Look up the currency before you arrive, just to have a rough idea what a pound is worth. I think it's Vietnam where 30,000 dong is £1, worth knowing when you're withdrawing cash on arrival. In Cambodia the ATMs withdraw US dollars- I didn't realise this was entering '100,000' as the amount I wanted to withdraw. Oops

Get some kind of card that's good for travelling. I have one made by MasterCard which is supposedly the only one not to charge additional fees when withdrawing cash abroad. The ATM will still charge a bit (usually about £1 but in Cambodia $5) but this was supposedly the best option. And remember that a lot of ATMs give you the cash then the card! I had walked away from a machine before being called back by some English guys to say I'd left my card in the ATM. Saved my life.
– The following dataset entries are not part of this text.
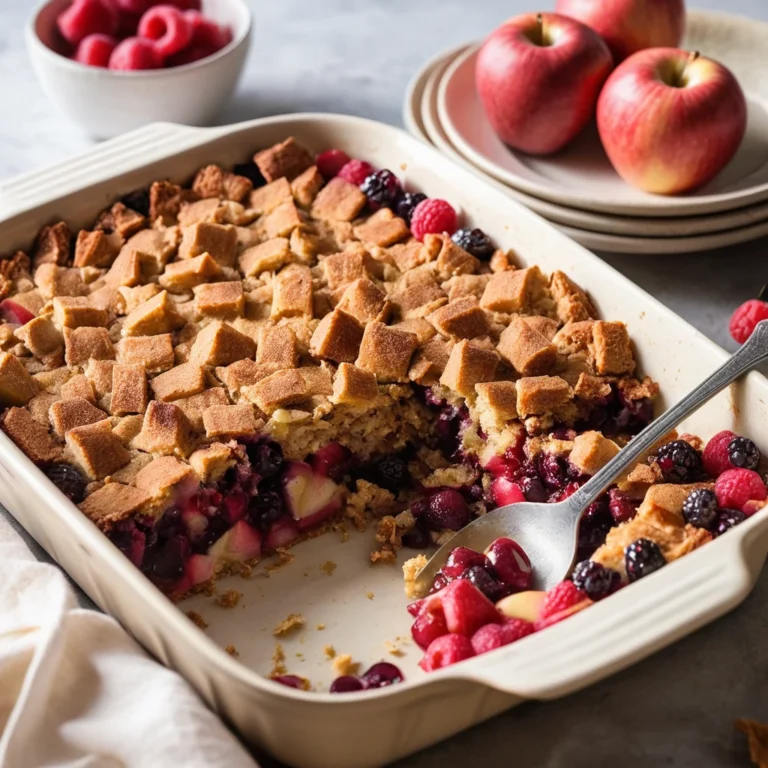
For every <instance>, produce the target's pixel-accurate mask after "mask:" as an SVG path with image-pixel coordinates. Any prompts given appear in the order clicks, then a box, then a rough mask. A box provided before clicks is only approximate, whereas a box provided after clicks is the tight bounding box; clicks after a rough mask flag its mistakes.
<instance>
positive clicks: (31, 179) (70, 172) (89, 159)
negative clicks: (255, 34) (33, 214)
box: [0, 123, 226, 219]
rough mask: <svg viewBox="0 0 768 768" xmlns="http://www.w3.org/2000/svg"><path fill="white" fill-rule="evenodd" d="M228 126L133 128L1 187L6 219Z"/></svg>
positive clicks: (1, 194) (150, 126) (190, 147)
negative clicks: (104, 141) (88, 149)
mask: <svg viewBox="0 0 768 768" xmlns="http://www.w3.org/2000/svg"><path fill="white" fill-rule="evenodd" d="M225 130H226V128H192V127H190V126H186V125H177V124H174V123H152V124H151V125H147V126H144V127H143V128H138V129H136V130H135V131H130V132H129V133H125V134H123V135H122V136H118V137H117V138H114V139H110V140H109V141H105V142H103V143H101V144H98V145H96V146H95V147H94V148H92V149H90V150H87V151H86V152H83V153H80V154H78V155H75V156H74V157H71V158H69V159H68V160H64V161H63V162H61V163H58V164H57V165H54V166H50V167H47V168H43V169H41V170H39V171H32V172H30V173H26V174H24V175H22V176H17V177H16V178H14V179H11V180H9V181H7V182H5V183H3V184H2V185H0V219H7V218H10V217H11V216H14V215H15V214H17V213H21V212H23V211H28V210H31V209H32V208H35V207H37V206H38V205H41V204H42V203H45V202H47V201H48V200H50V199H51V198H52V197H62V196H64V195H67V194H70V193H72V192H74V191H76V190H78V189H80V188H82V187H83V186H85V185H90V184H94V183H99V182H103V181H106V180H107V179H109V178H111V177H113V176H117V175H119V174H121V173H126V172H128V171H131V170H134V169H135V168H139V167H141V166H143V165H147V164H149V163H152V162H154V161H156V160H160V159H162V158H163V157H166V156H167V155H168V154H169V152H172V153H176V152H183V151H184V150H186V149H189V148H191V147H193V146H195V145H196V144H200V143H203V142H205V141H209V140H210V139H211V138H213V137H215V136H216V134H217V133H219V132H223V131H225ZM51 190H53V191H54V194H52V193H51Z"/></svg>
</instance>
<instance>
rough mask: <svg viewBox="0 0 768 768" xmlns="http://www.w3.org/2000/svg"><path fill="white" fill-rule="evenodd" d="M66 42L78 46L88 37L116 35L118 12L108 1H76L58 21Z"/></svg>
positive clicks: (86, 0)
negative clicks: (70, 43)
mask: <svg viewBox="0 0 768 768" xmlns="http://www.w3.org/2000/svg"><path fill="white" fill-rule="evenodd" d="M56 24H57V25H58V27H59V32H61V34H62V36H63V37H64V39H65V40H67V41H68V42H70V43H72V45H77V44H78V43H79V42H80V41H81V40H82V39H83V38H86V37H88V35H95V34H104V35H114V34H115V32H117V25H118V14H117V11H116V10H115V9H114V8H113V7H112V6H111V5H110V4H109V3H108V2H106V0H75V1H74V2H73V3H72V5H70V6H69V8H67V10H66V11H64V12H63V13H60V14H59V17H58V18H57V19H56Z"/></svg>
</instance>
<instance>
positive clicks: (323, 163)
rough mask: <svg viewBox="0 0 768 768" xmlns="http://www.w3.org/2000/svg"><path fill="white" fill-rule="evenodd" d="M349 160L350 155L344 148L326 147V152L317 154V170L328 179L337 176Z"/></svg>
mask: <svg viewBox="0 0 768 768" xmlns="http://www.w3.org/2000/svg"><path fill="white" fill-rule="evenodd" d="M349 160H350V157H349V155H348V154H347V153H346V152H344V150H342V149H326V150H325V152H320V153H319V154H317V155H315V165H316V166H317V170H318V171H320V175H321V176H322V177H323V178H324V179H325V180H326V181H327V180H328V179H332V178H333V177H334V176H337V175H338V173H339V171H340V170H341V169H342V168H343V167H344V166H345V165H346V164H347V163H348V162H349Z"/></svg>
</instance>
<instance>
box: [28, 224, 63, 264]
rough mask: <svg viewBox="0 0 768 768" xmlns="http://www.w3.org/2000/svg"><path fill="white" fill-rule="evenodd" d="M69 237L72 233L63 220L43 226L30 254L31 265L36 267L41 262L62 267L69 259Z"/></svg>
mask: <svg viewBox="0 0 768 768" xmlns="http://www.w3.org/2000/svg"><path fill="white" fill-rule="evenodd" d="M71 239H72V233H71V232H70V231H69V227H68V226H67V225H66V224H65V223H64V222H63V221H59V222H57V223H56V224H51V226H49V227H43V228H42V229H41V230H40V234H39V235H38V236H37V242H36V243H35V250H34V253H33V254H32V263H33V265H34V266H35V267H38V266H40V265H41V264H56V265H58V266H61V267H63V266H64V265H65V264H66V263H67V262H68V261H69V244H70V241H71Z"/></svg>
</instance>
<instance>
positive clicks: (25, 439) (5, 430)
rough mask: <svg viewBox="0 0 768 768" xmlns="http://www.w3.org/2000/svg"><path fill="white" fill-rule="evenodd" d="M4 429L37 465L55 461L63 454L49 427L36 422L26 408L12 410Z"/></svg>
mask: <svg viewBox="0 0 768 768" xmlns="http://www.w3.org/2000/svg"><path fill="white" fill-rule="evenodd" d="M3 429H4V430H5V432H6V433H7V434H8V437H10V438H11V440H13V442H14V443H16V445H17V446H18V447H19V448H20V449H21V450H22V451H23V452H24V453H25V454H26V455H27V456H28V457H29V458H30V459H31V460H32V461H34V462H35V463H36V464H40V463H43V462H47V461H53V460H54V459H56V458H58V456H59V454H60V453H61V448H60V447H59V446H58V445H56V443H55V442H54V440H53V438H52V437H51V435H50V434H49V433H48V427H47V426H43V425H42V424H41V423H40V422H39V421H37V420H35V419H34V418H33V417H32V415H31V414H30V412H29V411H28V410H27V409H26V408H11V409H10V410H9V411H8V412H7V413H6V414H5V418H4V419H3Z"/></svg>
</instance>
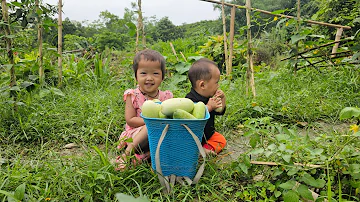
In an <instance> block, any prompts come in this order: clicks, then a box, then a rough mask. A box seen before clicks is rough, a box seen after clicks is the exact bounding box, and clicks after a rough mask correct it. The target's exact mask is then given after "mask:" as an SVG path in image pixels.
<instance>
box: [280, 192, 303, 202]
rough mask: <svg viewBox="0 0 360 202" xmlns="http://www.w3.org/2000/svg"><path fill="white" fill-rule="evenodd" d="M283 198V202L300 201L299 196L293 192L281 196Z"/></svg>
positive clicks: (297, 201) (295, 201)
mask: <svg viewBox="0 0 360 202" xmlns="http://www.w3.org/2000/svg"><path fill="white" fill-rule="evenodd" d="M283 198H284V202H299V199H300V197H299V195H298V194H297V193H296V192H295V191H293V190H290V191H288V192H286V193H285V194H283Z"/></svg>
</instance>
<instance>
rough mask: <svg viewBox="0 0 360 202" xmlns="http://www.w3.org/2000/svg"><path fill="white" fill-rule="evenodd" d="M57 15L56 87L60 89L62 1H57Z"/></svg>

Ask to look at your hostel room before paying. Even these prices are negotiable, and don't make our mistake and manage to agree to a room with no curtains or bathroom door which turned out to have a rat in it...

Try not to get scammed! A lot of people are friendly but if money's involved be wary. People aren't "giving you a good deal" to be nice. If you're in a tuk tuk and they claim the place youve asked to go to is closed they're lying and will take you to a shop they're getting commission for. You'll only lose a couple of pounds but it's annoying af. Be firm, keep your wits about you, and to quote the real hustle, if it seems too good to be true, it probably is.

And finally; go with the flow. You might find the culture change a shock, you might get freaked out seeing whole fish not on ice at the markets, you might find the people offering you tuk tuks or selling you stuff in your face or annoying. But his is just how it is. There's no point getting annoyed or frustrated, this is a different country to your own. Enjoy your time and throw yourself into it because you might not get to visit again!